Con questo chiaro concetto Andrea Benedetti ci presenta il suo libro “Mondo Techno”, un bel viaggio all’interno della vera storia della musica, partendo da molto lontano, da confini inesplorati. Molto scorrevole e molto leggero, racchiude in 150 pagine la rivoluzione americana partita dalla metà degli anni ’80 a Detroit. Il libro così si articola in 3 parti. Nella prima “Techno: storia di una musica nera” vengono tracciate le linee generali di quelle che sono le vere e proprie origini di questa cultura musicale. Una musica che ha rotto una barriera, tra quella bianca e quella nera, giovani molto promettenti come Juan Atkins, Kevin Saunderson, Jeff Mills, Derrick May, sono stati tutti ragazzi amanti della musica bianca, musica new wave, musica industrial ed anche della musica soul essendo nati a Detroit.
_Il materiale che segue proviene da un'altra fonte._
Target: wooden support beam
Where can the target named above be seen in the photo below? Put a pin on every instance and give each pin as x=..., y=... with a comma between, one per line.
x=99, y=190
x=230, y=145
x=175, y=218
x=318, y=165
Un background nato intorno all’ ’82/’83 ma la prima etichetta che si fregia di appartenere alla techno è Metroplex, creata da Juan Atkins nel 1985. Successivamente l’ ’86 e l’ ’87 sono stati anni chiave, una compilation della Virgin Recording ha avuto il merito di far diffondere questa cultura musicale in tutto il mondo. Un genere che si stava diffondendo molto anche in Europa. Successivamente presero parte a questa corrente anche i vari Jeff Mills, Alan Oldham e tra l’altro c’era anche un giovanissimo Richie Hawtin, il primo bianco ad interessarsi alla techno. Underground Resistence ha rappresentato una vera svolta in tutto il panorama techno mondiale. Etichetta discografica nata dalla fusione di due grandi Dj: Jeff mills e Mike Banks, nel 1990. Il loro obiettivo era sicuramente creare una vera e propria cultura underground prendendo di mira network con programmazione commerciale.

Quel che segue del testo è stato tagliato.